As you're building out your project, we always encourage using the design thinking process as a point of reference in framing how you approach feedback and iteration. This process allows you to take a lean and nimble approach is always iterating upon your ideas, which basically means improving the process and objectives of your project after receiving feedback and achieving milestones.

Avoid opportunity overload

Throughout the process of building out an idea, you'll often see how new opportunities appear on every corner. Whether it's a friend pitching you a feature to implement or a new chapter to write in your book, feedback is great, but caution yourself in focusing on your goals as you are taking in feedback. Cognitive overload is one thing, but opportunity overload is another. With more opportunities, comes more distraction. Make sure that with every opportunity that comes around, think long and hard about the value it serves for the success of your project.

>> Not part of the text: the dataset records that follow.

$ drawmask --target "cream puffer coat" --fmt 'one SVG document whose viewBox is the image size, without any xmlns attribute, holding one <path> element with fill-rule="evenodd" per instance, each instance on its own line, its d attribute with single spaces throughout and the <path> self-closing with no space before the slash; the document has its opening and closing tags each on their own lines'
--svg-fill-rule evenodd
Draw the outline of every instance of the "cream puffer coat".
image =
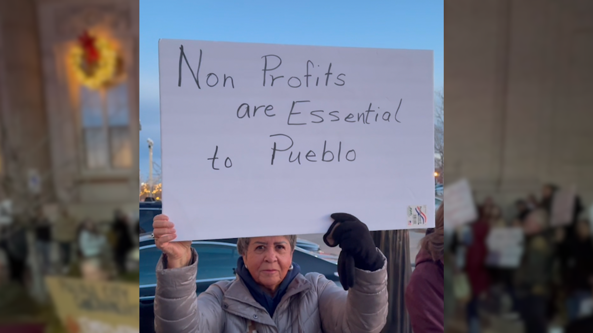
<svg viewBox="0 0 593 333">
<path fill-rule="evenodd" d="M 299 274 L 270 318 L 239 277 L 197 296 L 197 253 L 192 251 L 186 267 L 164 269 L 162 256 L 157 264 L 157 333 L 379 333 L 385 326 L 387 259 L 374 272 L 356 268 L 356 283 L 348 291 L 322 274 Z"/>
</svg>

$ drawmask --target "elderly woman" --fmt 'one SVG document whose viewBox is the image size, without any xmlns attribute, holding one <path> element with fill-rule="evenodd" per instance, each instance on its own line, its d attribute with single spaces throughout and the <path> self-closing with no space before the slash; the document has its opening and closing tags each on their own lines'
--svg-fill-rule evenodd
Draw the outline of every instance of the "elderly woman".
<svg viewBox="0 0 593 333">
<path fill-rule="evenodd" d="M 160 333 L 378 333 L 387 315 L 387 260 L 366 226 L 333 214 L 324 240 L 339 245 L 344 289 L 292 262 L 296 236 L 240 238 L 237 278 L 196 294 L 199 258 L 191 242 L 174 242 L 173 222 L 154 218 L 163 254 L 157 266 L 155 328 Z M 347 291 L 344 289 L 349 289 Z"/>
</svg>

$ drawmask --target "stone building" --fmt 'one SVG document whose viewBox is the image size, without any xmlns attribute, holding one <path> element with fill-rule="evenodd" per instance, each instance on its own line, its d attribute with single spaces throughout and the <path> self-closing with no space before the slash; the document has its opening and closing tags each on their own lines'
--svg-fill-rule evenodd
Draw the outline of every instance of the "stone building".
<svg viewBox="0 0 593 333">
<path fill-rule="evenodd" d="M 0 1 L 0 177 L 13 181 L 0 201 L 63 205 L 79 220 L 138 211 L 138 11 Z"/>
<path fill-rule="evenodd" d="M 448 182 L 503 205 L 543 184 L 593 203 L 593 1 L 445 3 Z"/>
</svg>

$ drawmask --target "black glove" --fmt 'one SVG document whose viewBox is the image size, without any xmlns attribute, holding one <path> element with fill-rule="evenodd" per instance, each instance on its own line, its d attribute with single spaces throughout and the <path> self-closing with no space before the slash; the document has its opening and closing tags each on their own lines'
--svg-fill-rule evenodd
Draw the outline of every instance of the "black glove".
<svg viewBox="0 0 593 333">
<path fill-rule="evenodd" d="M 331 214 L 334 223 L 323 236 L 329 246 L 342 248 L 338 258 L 340 282 L 347 290 L 354 286 L 355 267 L 374 271 L 383 267 L 383 257 L 375 245 L 366 225 L 346 213 Z"/>
</svg>

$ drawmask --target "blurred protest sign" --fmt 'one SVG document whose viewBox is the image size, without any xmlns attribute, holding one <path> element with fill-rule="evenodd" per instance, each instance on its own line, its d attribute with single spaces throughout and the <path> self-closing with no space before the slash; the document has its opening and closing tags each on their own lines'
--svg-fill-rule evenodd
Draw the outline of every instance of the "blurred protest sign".
<svg viewBox="0 0 593 333">
<path fill-rule="evenodd" d="M 554 194 L 550 226 L 566 225 L 572 221 L 576 200 L 576 187 L 574 185 L 559 190 Z"/>
<path fill-rule="evenodd" d="M 68 332 L 139 332 L 138 284 L 55 277 L 46 283 Z"/>
<path fill-rule="evenodd" d="M 518 267 L 523 255 L 524 237 L 520 228 L 491 229 L 486 239 L 488 265 L 505 268 Z"/>
<path fill-rule="evenodd" d="M 455 228 L 475 221 L 477 209 L 471 193 L 471 187 L 467 179 L 462 179 L 445 187 L 445 228 Z"/>
<path fill-rule="evenodd" d="M 434 226 L 432 51 L 161 39 L 177 240 Z"/>
<path fill-rule="evenodd" d="M 0 226 L 9 225 L 12 222 L 12 204 L 9 200 L 0 201 Z"/>
</svg>

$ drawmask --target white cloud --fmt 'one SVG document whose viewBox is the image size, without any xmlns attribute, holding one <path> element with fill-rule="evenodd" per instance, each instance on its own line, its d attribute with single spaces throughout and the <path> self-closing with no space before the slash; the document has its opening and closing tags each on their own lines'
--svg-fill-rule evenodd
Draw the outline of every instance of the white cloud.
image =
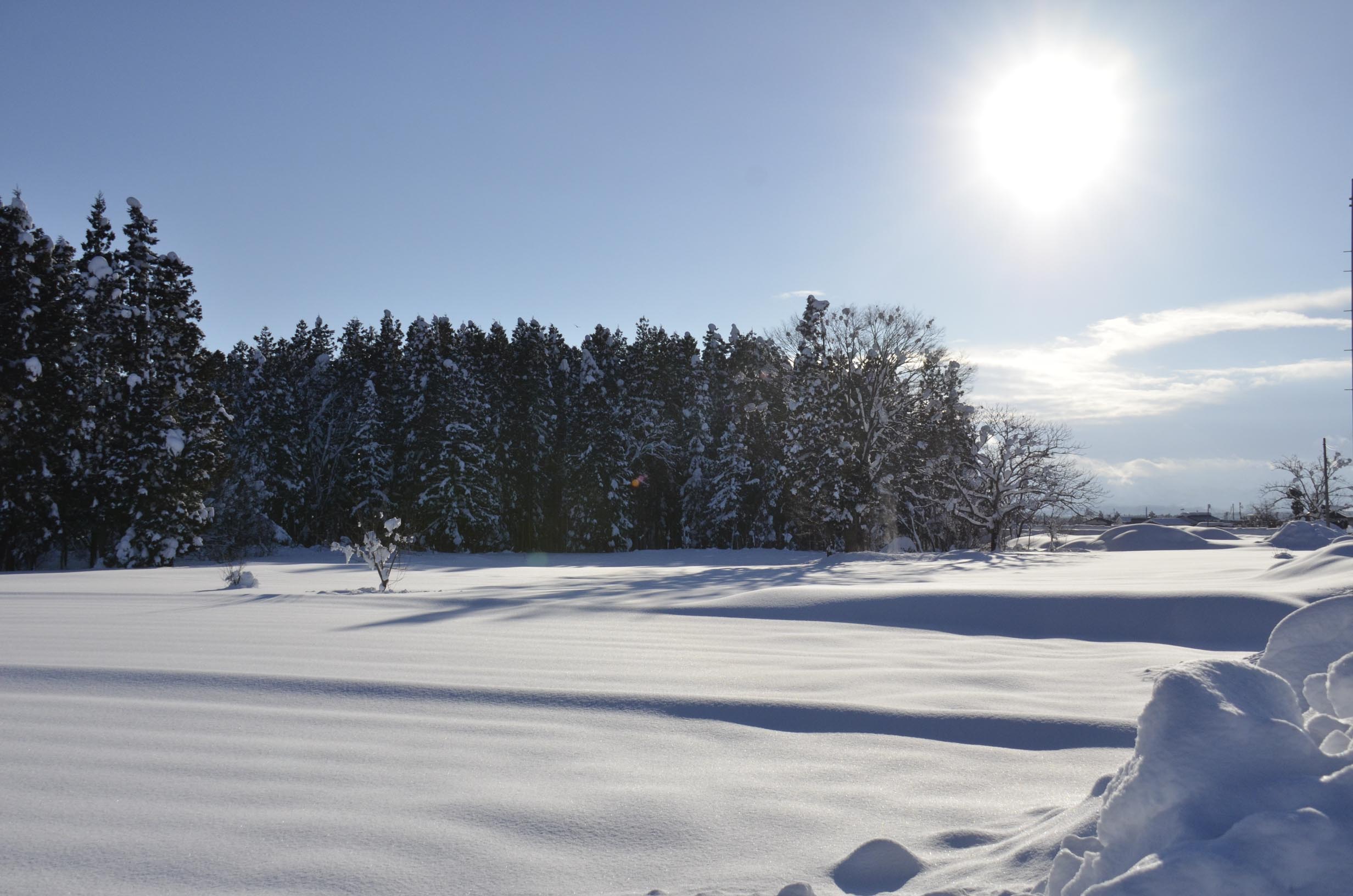
<svg viewBox="0 0 1353 896">
<path fill-rule="evenodd" d="M 1233 472 L 1237 470 L 1268 470 L 1268 460 L 1253 457 L 1134 457 L 1109 462 L 1080 457 L 1081 466 L 1112 486 L 1130 486 L 1143 479 L 1172 479 L 1180 475 Z"/>
<path fill-rule="evenodd" d="M 1214 403 L 1245 388 L 1277 382 L 1344 376 L 1346 359 L 1304 359 L 1220 369 L 1134 368 L 1131 355 L 1218 333 L 1292 328 L 1348 329 L 1348 290 L 1296 292 L 1137 317 L 1096 321 L 1074 338 L 1030 346 L 973 346 L 974 398 L 1008 402 L 1063 420 L 1151 417 Z"/>
</svg>

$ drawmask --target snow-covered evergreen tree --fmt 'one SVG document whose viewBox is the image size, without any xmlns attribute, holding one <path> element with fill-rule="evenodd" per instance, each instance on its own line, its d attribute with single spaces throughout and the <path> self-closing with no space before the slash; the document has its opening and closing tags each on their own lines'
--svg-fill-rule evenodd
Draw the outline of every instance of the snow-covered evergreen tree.
<svg viewBox="0 0 1353 896">
<path fill-rule="evenodd" d="M 566 502 L 574 551 L 628 551 L 633 545 L 633 489 L 626 457 L 625 340 L 598 325 L 579 348 Z"/>
<path fill-rule="evenodd" d="M 123 428 L 110 464 L 120 532 L 112 555 L 123 566 L 154 566 L 202 543 L 226 414 L 200 376 L 206 353 L 192 268 L 173 252 L 154 250 L 156 222 L 139 202 L 129 199 L 127 212 L 118 264 L 134 341 L 120 359 Z"/>
<path fill-rule="evenodd" d="M 15 191 L 0 207 L 0 537 L 4 568 L 64 536 L 76 397 L 73 252 L 37 229 Z"/>
</svg>

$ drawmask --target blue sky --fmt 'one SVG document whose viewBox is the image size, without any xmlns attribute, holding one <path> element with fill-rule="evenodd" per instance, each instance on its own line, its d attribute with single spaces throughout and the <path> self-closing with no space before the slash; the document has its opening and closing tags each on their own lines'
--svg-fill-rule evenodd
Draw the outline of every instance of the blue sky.
<svg viewBox="0 0 1353 896">
<path fill-rule="evenodd" d="M 1124 509 L 1349 448 L 1348 3 L 7 4 L 0 172 L 77 240 L 135 195 L 208 341 L 298 318 L 932 314 Z M 1122 65 L 1105 176 L 1031 217 L 973 116 Z"/>
</svg>

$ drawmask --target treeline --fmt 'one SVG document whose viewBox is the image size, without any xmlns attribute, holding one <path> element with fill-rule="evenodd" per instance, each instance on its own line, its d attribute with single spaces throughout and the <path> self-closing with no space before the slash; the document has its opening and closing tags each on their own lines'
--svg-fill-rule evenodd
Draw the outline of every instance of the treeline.
<svg viewBox="0 0 1353 896">
<path fill-rule="evenodd" d="M 78 249 L 18 195 L 0 208 L 7 568 L 327 544 L 391 516 L 444 551 L 994 547 L 1047 506 L 1031 470 L 1066 470 L 1032 421 L 974 414 L 932 321 L 812 296 L 770 334 L 640 321 L 570 345 L 387 311 L 208 352 L 192 269 L 127 202 L 123 248 L 101 196 Z"/>
<path fill-rule="evenodd" d="M 58 550 L 170 563 L 202 545 L 225 468 L 226 409 L 202 349 L 192 269 L 127 200 L 124 246 L 100 196 L 78 249 L 23 199 L 0 207 L 0 539 L 4 568 Z"/>
<path fill-rule="evenodd" d="M 947 547 L 963 525 L 924 498 L 967 453 L 967 372 L 900 310 L 809 299 L 779 338 L 640 321 L 576 346 L 534 319 L 405 330 L 387 311 L 264 329 L 225 371 L 235 541 L 388 516 L 460 551 Z"/>
</svg>

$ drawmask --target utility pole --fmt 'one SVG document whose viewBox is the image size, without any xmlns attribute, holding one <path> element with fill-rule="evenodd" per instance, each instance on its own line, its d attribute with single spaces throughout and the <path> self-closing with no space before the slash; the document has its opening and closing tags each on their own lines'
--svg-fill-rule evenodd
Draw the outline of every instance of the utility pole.
<svg viewBox="0 0 1353 896">
<path fill-rule="evenodd" d="M 1321 457 L 1325 463 L 1325 489 L 1321 493 L 1321 521 L 1330 521 L 1330 445 L 1327 439 L 1321 440 Z"/>
</svg>

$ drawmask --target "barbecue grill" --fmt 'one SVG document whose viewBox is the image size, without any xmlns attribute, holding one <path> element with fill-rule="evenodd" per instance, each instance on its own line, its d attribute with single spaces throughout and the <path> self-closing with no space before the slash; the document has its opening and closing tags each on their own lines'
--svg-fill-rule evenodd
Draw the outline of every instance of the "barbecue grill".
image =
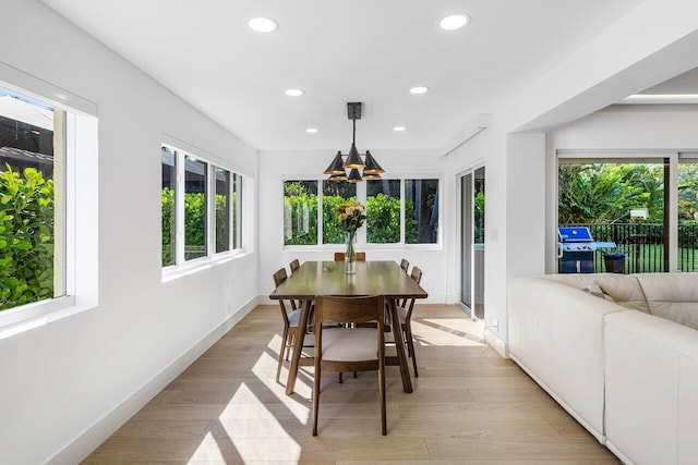
<svg viewBox="0 0 698 465">
<path fill-rule="evenodd" d="M 557 228 L 561 273 L 593 273 L 593 253 L 598 248 L 615 248 L 615 242 L 591 237 L 587 227 Z"/>
</svg>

One way to think about evaluating opportunities is thinking about the following:

  • Learning: will this opportunity allow me to learn new things that will help my project grow? Will it allow me to gain new skills or strengthen my knowledge?

  • Growth: how will this opportunity allow you to expand your project and make further progress? How will it lead to more opportunities for your project's growth?

  • Short-term: how beneficial is this opportunity to your project in the short term? What are the main drawbacks of not claiming this opportunity now?

    • If it makes sense to you, rate it on a scale from 1-10 in terms of short-term benefits.

  • Long-term: how will this opportunity benefit your long-term vision? Does it make sense to pursue this opportunity now or in the future?

    • If it makes sense to you, rate it on a scale from 1-10 in terms of long-term benefits.